To call the above the most pressing human rights crisis of our time, the biggest threat to fundamental human freedom and dignity, is more than warranted. Not that atrocities, as mentioned above, aren’t present elsewhere. Horror remains depressingly commonplace across the world. Just take a look at the United States’ immigration policies. Yet no other single nation’s actions remain as egregious as those perpetrated in Xinjiang; no other nation partakes in so many other comparatively concerning abuses; no other nation is actively exporting its own peculiar brand of terror, trying to teach its most dystopian repression tactics to fellow authoritarian regimes. China remains simply unparalleled.
The moral imperative for action appears self-evident; the specific course for it remains unclear. Opposing the world’s largest dictatorial regime is hardly straightforward, particularly when it lies an ocean away. There is, however, one promising lead: While our power as individuals might be limited, we all happen to be affiliated with a rather influential institution, one particularly revered across China that proudly champions “more just, fair, promising world.” A rare avenue for change.

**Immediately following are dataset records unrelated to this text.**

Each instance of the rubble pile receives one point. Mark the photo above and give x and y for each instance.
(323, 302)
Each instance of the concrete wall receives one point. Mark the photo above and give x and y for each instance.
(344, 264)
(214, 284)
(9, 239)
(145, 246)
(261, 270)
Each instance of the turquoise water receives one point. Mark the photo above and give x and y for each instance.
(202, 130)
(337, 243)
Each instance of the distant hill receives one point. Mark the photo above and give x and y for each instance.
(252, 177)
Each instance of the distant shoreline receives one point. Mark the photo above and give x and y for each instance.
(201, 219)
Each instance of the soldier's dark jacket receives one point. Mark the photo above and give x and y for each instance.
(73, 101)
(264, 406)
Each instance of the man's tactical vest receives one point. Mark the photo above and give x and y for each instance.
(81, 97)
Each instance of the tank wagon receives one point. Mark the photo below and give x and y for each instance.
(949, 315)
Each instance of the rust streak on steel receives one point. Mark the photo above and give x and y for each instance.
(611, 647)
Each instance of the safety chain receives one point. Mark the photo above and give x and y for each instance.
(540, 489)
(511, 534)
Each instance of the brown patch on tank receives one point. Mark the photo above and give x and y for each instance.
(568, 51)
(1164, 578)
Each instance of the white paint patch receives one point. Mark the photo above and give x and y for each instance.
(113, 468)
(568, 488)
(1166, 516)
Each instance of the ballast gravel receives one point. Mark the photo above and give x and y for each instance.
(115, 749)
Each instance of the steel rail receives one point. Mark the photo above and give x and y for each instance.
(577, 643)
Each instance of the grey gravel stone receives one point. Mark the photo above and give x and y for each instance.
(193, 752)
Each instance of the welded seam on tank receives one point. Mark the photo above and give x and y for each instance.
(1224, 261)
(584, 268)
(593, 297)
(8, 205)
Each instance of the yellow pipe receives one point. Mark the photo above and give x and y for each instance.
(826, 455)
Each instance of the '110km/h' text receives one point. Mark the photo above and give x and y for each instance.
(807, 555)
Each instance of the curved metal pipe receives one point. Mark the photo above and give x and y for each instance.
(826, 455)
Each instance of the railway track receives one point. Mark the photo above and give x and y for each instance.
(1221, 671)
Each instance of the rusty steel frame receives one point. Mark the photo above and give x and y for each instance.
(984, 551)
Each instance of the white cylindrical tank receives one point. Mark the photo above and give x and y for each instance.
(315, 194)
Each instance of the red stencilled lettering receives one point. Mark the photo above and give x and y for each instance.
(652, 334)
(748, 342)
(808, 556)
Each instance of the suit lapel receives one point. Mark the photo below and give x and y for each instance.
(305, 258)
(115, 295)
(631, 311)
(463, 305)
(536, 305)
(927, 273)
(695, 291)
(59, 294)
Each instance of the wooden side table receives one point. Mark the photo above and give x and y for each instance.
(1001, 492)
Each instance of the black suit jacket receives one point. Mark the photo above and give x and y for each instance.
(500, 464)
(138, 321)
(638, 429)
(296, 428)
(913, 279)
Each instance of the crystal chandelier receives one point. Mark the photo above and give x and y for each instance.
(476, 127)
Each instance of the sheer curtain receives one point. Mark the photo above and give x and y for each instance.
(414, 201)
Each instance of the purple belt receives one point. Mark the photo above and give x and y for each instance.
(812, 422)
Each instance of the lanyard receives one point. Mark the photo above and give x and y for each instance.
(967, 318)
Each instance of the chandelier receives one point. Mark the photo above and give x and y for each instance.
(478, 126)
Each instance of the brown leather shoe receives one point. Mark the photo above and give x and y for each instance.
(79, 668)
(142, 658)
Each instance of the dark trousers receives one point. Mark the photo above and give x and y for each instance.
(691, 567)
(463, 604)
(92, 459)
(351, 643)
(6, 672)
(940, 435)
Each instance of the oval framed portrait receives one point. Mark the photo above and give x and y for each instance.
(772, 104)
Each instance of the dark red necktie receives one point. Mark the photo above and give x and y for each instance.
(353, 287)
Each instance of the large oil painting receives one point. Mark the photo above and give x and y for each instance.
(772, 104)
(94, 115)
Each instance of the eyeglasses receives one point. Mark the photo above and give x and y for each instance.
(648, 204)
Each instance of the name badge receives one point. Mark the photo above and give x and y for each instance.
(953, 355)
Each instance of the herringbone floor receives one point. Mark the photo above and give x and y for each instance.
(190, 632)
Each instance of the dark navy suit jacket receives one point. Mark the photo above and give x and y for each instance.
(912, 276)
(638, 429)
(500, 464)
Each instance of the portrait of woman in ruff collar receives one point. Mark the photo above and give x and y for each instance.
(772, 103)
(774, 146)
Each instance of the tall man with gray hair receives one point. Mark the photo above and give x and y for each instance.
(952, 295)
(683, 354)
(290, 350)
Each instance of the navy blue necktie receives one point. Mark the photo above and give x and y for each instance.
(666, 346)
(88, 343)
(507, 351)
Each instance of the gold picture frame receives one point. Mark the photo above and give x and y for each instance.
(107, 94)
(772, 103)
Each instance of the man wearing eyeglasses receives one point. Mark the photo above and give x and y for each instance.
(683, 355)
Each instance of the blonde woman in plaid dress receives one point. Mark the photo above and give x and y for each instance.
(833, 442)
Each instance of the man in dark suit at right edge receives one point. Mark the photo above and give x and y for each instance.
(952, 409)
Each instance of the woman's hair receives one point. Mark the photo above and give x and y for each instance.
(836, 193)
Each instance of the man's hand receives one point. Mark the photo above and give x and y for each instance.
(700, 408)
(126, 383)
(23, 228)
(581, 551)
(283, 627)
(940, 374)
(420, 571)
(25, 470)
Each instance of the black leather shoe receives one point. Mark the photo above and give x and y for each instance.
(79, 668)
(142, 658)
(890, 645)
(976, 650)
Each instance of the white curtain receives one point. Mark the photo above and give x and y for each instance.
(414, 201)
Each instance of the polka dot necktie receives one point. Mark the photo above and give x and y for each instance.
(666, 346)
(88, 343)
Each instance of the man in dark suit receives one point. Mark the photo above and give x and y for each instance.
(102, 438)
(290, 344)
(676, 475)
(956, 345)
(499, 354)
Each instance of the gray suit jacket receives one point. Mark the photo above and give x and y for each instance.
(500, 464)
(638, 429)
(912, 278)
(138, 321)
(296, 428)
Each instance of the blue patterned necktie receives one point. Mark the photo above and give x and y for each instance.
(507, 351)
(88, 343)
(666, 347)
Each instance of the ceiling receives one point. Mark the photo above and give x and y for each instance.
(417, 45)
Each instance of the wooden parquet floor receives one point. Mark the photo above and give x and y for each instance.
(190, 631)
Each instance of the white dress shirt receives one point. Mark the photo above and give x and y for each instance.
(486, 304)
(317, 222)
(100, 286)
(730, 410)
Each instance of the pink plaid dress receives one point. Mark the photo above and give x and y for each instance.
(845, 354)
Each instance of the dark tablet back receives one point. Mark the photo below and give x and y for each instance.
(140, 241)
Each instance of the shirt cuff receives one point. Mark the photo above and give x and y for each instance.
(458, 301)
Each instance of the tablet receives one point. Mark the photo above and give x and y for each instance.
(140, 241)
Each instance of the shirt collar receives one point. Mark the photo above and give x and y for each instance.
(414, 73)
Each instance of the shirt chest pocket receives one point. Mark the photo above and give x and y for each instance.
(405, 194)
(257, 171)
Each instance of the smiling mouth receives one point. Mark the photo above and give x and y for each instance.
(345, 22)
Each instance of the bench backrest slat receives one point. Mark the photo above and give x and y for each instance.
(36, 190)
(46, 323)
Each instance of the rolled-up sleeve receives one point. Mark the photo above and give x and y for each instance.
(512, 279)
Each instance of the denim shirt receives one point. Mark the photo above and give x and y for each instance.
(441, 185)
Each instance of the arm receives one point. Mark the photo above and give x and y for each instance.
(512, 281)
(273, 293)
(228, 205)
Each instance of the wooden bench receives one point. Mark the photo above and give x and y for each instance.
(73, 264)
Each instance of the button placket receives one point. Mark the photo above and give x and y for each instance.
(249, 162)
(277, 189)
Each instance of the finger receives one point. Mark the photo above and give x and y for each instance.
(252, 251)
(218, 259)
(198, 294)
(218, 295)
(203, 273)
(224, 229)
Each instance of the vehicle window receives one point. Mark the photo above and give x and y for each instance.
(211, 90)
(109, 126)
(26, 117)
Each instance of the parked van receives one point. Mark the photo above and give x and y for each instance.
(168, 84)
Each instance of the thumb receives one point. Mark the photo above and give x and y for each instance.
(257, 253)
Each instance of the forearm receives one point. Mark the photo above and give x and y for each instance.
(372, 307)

Or perhaps not. Harvard’s ties to China appear to whitewash the atrocities of the Chinese government; our president too busy posing for propaganda outlets with President Xi Jinping and deeming his investment in higher education “admirable.” Indeed, University President Lawrence S. Bacow has gone out of his way to give undeserved institutional and academic validation to China, laughably stating that Peking University — where most students know nothing of the 1989 Tiananmen protests that rocked their campus, and faculty can be fired for holding “subversive” views — is devoted to “free thought.”
Worse still is the current framing of the Harvard China Fund, originally designed to promote the University’s presence in China. The fund currently packages a voyeuristic exploration of the regime into a fun summer trip — one dependent on universities that are increasingly cracking down on their own student bodies. One of its student testimonials describes Hong Kong, as seen at the peak of the protests last summer, as interesting for the study of “issues of freedom” but also of “security, and order,” briefly indulging in some politically reprehensible bothsidesism before diving into the more pressing matter of its delightful local cuisine. With some American universities cutting ties to their Chinese partners out of concern for the impact of authoritarianism on free academic pursuit, our institution appears determined to do the exact opposite.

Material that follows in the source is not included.